If litigation, regulators, or your board asked today: 

  • What IP did this AI system consume? 

  • Was it authoritative? 

  • What derivative did it produce? 

  • Who acted on it? 

  • What was the outcome? 

Could you answer?  

Most enterprises cannot. And until they can, AI is operating in the Wild. 


Next in the series:  

The price tag. The $1.5 Billion Wake-Up Call: The market price of ungoverned AI: Set in courtrooms and attorney general offices. 

 

This is Post 2 of the "From Currency to Compounding" series on enterprise AI governance.  

Read Post 1: IP as Currency — The Missing Half of AI Governance

About the Author 

Ken Herfurth is the Founder and CEO of Ander, a performance intelligence company. With 30 years in engineering and C-suite roles across financial services and technology, he has spent more than two decades building and operating enterprise IP systems. He writes about demand-side AI governance as an operator, with a firsthand view of the widening gap between what AI vendors promise and what enterprises can actually control. 

 

Key Terms Defined 

Enterprise IP (Intellectual Property): 
The governed operational knowledge of an organization: policies, procedures, product specifications, training content, compliance documentation, brand standards, and institutional knowledge. 

Derivative IP: 
Any new content, recommendation, decision, or output generated by AI systems based on enterprise IP inputs. 

Creation Speed: 
The rate at which AI generates new derivative outputs. Faster than human review cycles can govern. 

Risk Exposure (in AI Governance): 
The inability to trace what IP was consumed, how it was transformed, and what actions resulted. 

 

Frequently Asked Questions 

What is enterprise AI governance? Enterprise AI governance is the infrastructure that tracks how AI systems consume intellectual property, generate derivatives, and influence decisions across the organization. 

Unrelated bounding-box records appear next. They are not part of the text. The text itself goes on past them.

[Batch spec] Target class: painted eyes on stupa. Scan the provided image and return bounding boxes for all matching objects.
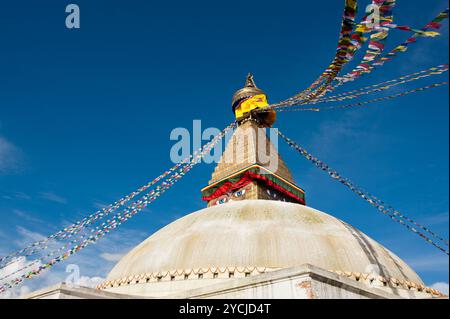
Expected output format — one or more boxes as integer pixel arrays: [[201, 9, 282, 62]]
[[267, 189, 278, 198], [234, 189, 245, 197], [216, 197, 228, 205]]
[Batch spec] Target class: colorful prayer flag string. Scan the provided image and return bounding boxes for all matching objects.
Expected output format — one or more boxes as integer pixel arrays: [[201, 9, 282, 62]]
[[275, 82, 448, 112], [327, 8, 449, 87], [0, 122, 236, 293], [277, 64, 448, 110], [277, 130, 449, 255]]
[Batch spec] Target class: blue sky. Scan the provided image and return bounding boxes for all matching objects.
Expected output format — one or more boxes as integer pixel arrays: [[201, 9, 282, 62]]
[[0, 0, 449, 296]]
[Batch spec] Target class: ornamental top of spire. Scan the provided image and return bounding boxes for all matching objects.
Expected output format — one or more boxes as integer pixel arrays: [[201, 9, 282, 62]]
[[231, 73, 265, 112]]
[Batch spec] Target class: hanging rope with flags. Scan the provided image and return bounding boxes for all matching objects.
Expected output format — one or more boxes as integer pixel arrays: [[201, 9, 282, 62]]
[[0, 122, 236, 293], [278, 1, 448, 106], [269, 64, 448, 110], [327, 8, 449, 87], [277, 130, 449, 255], [310, 64, 449, 105], [272, 81, 448, 112]]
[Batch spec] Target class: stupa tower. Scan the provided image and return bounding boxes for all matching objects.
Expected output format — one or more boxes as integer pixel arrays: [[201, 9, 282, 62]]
[[202, 74, 305, 206]]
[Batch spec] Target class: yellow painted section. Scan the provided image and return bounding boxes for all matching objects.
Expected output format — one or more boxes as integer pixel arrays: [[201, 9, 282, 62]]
[[235, 94, 269, 118]]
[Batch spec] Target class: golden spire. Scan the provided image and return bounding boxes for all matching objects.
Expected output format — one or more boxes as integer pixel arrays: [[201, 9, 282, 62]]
[[231, 73, 276, 127]]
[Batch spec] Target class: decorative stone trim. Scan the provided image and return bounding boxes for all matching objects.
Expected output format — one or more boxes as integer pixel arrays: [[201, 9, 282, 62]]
[[96, 266, 280, 290], [330, 270, 447, 297]]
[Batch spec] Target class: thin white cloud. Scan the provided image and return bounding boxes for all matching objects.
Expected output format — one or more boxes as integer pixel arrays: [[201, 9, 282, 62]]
[[430, 282, 448, 296], [39, 192, 67, 204], [0, 257, 42, 299], [13, 209, 42, 223], [406, 254, 449, 272], [0, 136, 22, 174]]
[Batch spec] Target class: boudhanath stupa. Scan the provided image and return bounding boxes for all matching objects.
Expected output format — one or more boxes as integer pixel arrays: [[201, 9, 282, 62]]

Why can't enterprises see what AI is doing with their intellectual property? Governance in most enterprises ends at the point of approval - when content is reviewed, cleared, and published. There is no infrastructure governing what happens after: which version AI accesses, what it produces from that content, or how those derivatives propagate across the organization. AI operates at creation speed; enterprise governance was built for transmission speed. The gap between them is where most AI output lives — untracked and unconnected to its source. 

What is an ungoverned AI derivative? An ungoverned AI derivative is any content, recommendation, decision, or output that an AI system produces from enterprise IP without an auditable chain connecting it to the governed source material. Examples include AI-generated customer responses, strategic summaries, training content, and proposals — outputs that were never reviewed, classified, or recorded, but that can carry legal and reputational liability.